From industry professional to web design student
- Nov 7th, 2013
- 1 Comment
At the tender age of eighteen I’ve been fortunate enough to have worked professionally in the web design industry for almost three years. In that time, I have been a front-end developer for two agencies and last year embarked on a two year Foundation Degree in Web Design at University Centre Wakefield.
From an early age I always knew I wanted a job in IT, but never specifically something web related. My route in to the web came from watching my brother study a web design module on an IT course at college. He managed to get hold of a copy of Macromedia Dreamweaver and, needless to say, I caught the bug. I was soon able to fumble my way around Photoshop and also picked up bits and pieces of HTML & CSS online. I later became less interested in how computers worked and more so how computers could be used to create and innovate.
After leaving secondary school, I was lucky enough to secure an internship at a local design agency after undertaking work experience there the previous year. Whilst on my internship, I worked on various projects including CMS driven sites, eCommerce, branding, and even the odd piece of print. Once the internship came to an end my employers felt I that had ‘earned my worth’ and offered me a permanent job.
It was whilst working at this design agency that I was introduced to a web design course being taught at a nearby University Centre which was responsible for producing much of the local web design talent. Being seventeen, and of the age where I was encouraged to start thinking about Higher Education, I decided to find out more.
After starting my career in web design not long after leaving secondary school, some would have forgiven me for thinking that undertaking a university degree was unnecessary because I was building up a portfolio and gaining experience from working client-side.
However, I was never sure of the theory behind what I was doing with design or typography; I didn’t understand the complexities of colour theory or the psychology behind design choices. All these, I was unlikely to learn on the job.
I’m all too familiar with the bad press web design education often receives. I had heard countless accounts of those disappointed with what was being taught on some web design courses, resulting in students being ill-prepared for a job in the industry.
The Foundation Degree being taught at Wakefield isn’t like most web design qualifications. The course prides itself on its ties with local web design firms to ensure the content of the course is always up-to-date and relevant. In some cases, industry professionals will be drafted in to teach particular modules such as WordPress or responsive design.
A tight-knit network of industry professionals, built up over the course’s fifteen year lifespan, are on hand throughout the year providing support, guidance, workshops and lectures on various topics – many of which are ex-students of the course who have gone on to secure a job in the industry or set up their own businesses. This network of local professionals gives students a direct route into potential full-time employment once the course has come to an end.
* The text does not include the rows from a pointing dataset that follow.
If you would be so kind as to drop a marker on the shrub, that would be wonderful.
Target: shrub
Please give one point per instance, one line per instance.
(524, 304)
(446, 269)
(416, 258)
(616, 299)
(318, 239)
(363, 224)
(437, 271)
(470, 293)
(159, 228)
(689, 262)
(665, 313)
I am now into my second and final year of the course and have not been disappointed. This year we will be introduced to another of the course’s unique selling points that I’m sure most web design qualifications fail to introduce into the curriculum – live commercial projects for real-world clients.
All too often students are left ill-equipped to deal with clients once they enter the world of work. FdA Web Design is giving those without experience of dealing with clients the opportunity to do so in a controlled and disciplined environment. Students are taught the fundamentals of running a business, managing a team (and clients), working to commercially realistic deadlines and the financial implications of it all.
This, together with everything else that is taught, contributes to the the overall aim of the course which is to have students leave and enter employment in the creative and digital sectors.
With an ever increasing number of e-learning platforms popping up such as Treehouse and Learnable, I feel that traditional education still has an important role to play in producing the next generation of web designers.
A university setting provides regular support from experienced tutors which guarantees us feedback to help our development. We’re presented with obvious routes into employment, which have been developed through years of networking with local web professionals, and we have a large support network of past and present students.
Web design education receives a lot of bad press and almost all web design courses are tarred with the same brush. They’re not all the same; some are better than others. I believe the course being run at Wakefield is doing it right, and everything being taught is directly related to my day-to-day job.
FdA Web Design hasn’t just taught me the theory behind web design but it’s also provided me with opportunity to further my career. This is something I’m sure I wouldn’t have had the confidence or ability to do so if I hadn’t of chosen to study on a traditional web design course – specifically, a course with a proven track record of creating employable and well equipped graduates.